Magnetic Resonance Image Preprocessing
Experiment 1
Task and resting-state data were preprocessed using the Freesurfer FS-FAST software package (version 5.3.0) (Charlestown; http://surfer.nmr.mgh.harvard.edu/) [51]. The following preprocessing steps were performed: slice-time correction, motion-correction, and spatial normalization to a spatially unbiased infratentorial template (SUIT) of the human cerebellum and brainstem using a non-linear deformation [56,57]. Data were then spatially smoothed with a 3 mm FWHM Gaussian kernel. Smoothing was constrained to only occur within cerebellar cortex as defined by the SUIT anatomical atlas [57]. Resting state data were then further preprocessed in MATLAB using custom scripts.
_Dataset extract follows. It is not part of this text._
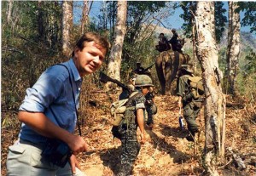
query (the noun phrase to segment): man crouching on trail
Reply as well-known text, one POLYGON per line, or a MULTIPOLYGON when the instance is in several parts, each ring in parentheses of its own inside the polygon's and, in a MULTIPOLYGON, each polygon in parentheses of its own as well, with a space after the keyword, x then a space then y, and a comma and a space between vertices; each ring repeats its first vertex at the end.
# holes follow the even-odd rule
POLYGON ((145 143, 144 95, 153 86, 151 78, 147 75, 137 75, 135 80, 135 90, 126 104, 126 111, 121 121, 121 167, 118 176, 131 175, 133 164, 140 150, 137 138, 137 128, 141 131, 141 142, 145 143))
We performed nuisance signal regression of head-motion (6 motion parameters and their 6 temporal derivatives), whole-brain signal, and ventricular and white matter signals [58]. We then calculated framewise displacement by taking the sum of the absolute derivatives of the 6 motion parameters for each time point [59]. A threshold of 0.5 mm was set to identify time points with excessive motion. To avoid artifact spread during bandpass filtering, high motion time points were replaced using linear interpolation [60]. Band-pass filtering was then performed (0.01–0.08 Hz). After filtering, high-motion time points were removed.
Experiment 2
Functional task data first underwent the Human Connectome Project’s ‘minimal’ preprocessing pipeline, which comprises gradient nonlinearity distortion correction, motion correction, EPI image distortion correction, and co-registration with the subject’s T1-weighted image [61]. The transforms involved in each step of this pipeline were concatenated into a single nonlinear transformation and performed as a single resampling step to reduce interpolation related blurring [61]. Following these preprocessing steps, functional images were further non-linearly transformed to the SUIT template [56,57]. Data were then spatially smoothed within cerebellar cortex with a 3 mm FWHM Gaussian kernel.
Visual stimuli and experimental paradigm.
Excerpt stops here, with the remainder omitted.